農耕を守る村里近くの山岳は水源地としての性格を持っていた。ここには水分の神が祀られることが多かった。村はずれにある里山は、村人たちの墓所でもあった。陵墓を「山陵」、棺を「ヤマオケ」、葬列の出発を「山行き」といっていることは、このことを示している。こうしたことから、山は祖霊の住む他界とも考えられ、一般に山中他界観といわれている

 しげきと真千子は、そんな土地に根ざした伝統を生きてはいない。しかし、しげきの妻の墓参りに出かけた二人が、車のトラブルに見舞われ、森を彷徨い続けるとき、彼らは自分の肌と心で他界を感じ取っていく。

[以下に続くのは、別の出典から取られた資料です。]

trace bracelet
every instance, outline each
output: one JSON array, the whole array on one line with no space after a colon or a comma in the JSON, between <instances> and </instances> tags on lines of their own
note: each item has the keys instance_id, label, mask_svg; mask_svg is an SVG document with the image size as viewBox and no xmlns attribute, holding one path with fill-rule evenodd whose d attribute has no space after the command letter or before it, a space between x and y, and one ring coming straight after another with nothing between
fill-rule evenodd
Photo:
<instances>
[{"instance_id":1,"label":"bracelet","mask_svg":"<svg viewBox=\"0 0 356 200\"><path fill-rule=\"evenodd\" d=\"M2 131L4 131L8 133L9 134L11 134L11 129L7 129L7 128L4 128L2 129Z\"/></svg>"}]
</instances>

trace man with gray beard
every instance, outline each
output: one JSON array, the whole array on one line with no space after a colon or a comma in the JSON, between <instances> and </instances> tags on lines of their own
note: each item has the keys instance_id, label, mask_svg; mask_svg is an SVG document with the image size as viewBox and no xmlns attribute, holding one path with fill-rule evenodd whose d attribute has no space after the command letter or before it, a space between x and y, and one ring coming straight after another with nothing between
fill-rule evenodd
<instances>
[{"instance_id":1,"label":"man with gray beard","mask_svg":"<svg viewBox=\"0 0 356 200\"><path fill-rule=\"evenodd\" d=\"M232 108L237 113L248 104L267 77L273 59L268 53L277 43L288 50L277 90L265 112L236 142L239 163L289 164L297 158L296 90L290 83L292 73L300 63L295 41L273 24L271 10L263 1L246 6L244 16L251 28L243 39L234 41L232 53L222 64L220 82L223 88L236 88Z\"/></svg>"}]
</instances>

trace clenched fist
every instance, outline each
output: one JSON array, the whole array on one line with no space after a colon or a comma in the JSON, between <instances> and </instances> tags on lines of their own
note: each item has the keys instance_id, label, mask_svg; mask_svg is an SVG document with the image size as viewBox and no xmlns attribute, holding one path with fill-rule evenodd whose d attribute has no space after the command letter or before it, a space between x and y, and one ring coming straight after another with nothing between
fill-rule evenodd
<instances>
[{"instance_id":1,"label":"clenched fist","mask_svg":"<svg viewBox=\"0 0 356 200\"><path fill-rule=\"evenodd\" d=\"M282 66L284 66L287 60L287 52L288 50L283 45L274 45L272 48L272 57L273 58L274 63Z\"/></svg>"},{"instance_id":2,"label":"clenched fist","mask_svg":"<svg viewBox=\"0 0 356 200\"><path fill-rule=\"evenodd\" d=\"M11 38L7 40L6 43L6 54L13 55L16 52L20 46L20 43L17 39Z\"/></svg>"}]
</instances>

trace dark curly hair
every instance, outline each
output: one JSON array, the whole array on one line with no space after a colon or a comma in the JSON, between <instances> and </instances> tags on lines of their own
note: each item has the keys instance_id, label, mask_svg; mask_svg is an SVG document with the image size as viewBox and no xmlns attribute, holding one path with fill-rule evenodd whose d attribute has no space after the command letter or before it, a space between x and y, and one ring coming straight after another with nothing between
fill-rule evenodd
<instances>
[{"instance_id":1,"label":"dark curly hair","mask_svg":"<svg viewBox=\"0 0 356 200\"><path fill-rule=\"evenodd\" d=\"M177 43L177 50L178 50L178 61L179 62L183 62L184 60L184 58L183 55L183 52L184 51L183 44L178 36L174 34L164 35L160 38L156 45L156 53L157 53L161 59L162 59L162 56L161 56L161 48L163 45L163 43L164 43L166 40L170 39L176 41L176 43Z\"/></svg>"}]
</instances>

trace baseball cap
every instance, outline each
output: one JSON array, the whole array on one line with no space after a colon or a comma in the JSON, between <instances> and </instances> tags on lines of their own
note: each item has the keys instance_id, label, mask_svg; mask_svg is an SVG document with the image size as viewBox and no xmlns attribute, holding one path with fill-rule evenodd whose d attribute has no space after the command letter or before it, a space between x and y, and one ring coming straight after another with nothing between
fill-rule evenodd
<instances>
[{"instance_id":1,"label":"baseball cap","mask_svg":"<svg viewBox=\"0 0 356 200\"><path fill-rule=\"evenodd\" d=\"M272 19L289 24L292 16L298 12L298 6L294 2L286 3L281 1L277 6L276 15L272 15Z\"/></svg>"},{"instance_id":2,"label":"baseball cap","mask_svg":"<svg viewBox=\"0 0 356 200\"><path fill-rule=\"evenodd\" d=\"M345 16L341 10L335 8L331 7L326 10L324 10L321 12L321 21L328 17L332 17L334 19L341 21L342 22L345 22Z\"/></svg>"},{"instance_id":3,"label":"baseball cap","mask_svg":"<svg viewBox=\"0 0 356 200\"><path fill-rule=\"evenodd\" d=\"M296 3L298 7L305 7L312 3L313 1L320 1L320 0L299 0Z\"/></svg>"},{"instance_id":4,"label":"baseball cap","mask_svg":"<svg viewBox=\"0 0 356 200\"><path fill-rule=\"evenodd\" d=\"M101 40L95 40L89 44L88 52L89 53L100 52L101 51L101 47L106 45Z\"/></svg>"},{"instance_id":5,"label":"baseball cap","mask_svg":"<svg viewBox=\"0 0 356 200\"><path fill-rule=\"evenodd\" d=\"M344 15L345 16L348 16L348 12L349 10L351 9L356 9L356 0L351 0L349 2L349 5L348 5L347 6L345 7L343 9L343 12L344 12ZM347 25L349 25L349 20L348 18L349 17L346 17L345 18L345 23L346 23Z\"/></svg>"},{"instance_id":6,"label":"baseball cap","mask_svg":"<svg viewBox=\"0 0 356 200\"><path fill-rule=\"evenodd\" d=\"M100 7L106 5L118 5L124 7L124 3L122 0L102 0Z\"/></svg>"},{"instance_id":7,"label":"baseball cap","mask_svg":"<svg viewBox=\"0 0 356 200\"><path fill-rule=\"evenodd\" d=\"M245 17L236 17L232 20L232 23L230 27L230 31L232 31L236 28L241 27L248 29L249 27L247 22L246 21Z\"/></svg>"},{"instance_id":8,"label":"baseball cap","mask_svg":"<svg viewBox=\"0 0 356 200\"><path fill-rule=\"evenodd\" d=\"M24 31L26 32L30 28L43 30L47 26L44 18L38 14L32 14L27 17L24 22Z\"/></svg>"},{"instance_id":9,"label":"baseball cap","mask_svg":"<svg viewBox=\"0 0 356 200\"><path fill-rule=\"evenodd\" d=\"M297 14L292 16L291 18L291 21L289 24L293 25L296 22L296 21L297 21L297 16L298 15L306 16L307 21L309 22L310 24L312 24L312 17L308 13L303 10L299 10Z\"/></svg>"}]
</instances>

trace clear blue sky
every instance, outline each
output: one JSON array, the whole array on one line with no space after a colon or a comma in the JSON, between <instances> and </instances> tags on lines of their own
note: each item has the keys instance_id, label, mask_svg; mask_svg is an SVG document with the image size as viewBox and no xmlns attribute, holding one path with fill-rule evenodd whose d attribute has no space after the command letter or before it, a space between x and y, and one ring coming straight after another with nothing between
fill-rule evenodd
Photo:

 森のなかでは、介護するものとされるものという立場も剥ぎ取られる。しげきは、雨で増水しかけた浅瀬をひとりで渡ろうとする。真千子は彼を止めようとするものの、身体が動かなくなり、激しく泣き叫びだす。それは、彼女のなかでその状況が、子供を失ったときの体験と結びついているからだろう。亡妻のことだけを想ってきたしげきは、そんな真千子に自分と同じ喪失の痛みを見出す。そして、彼らの心と身体は、死を媒介として生に目覚めていく。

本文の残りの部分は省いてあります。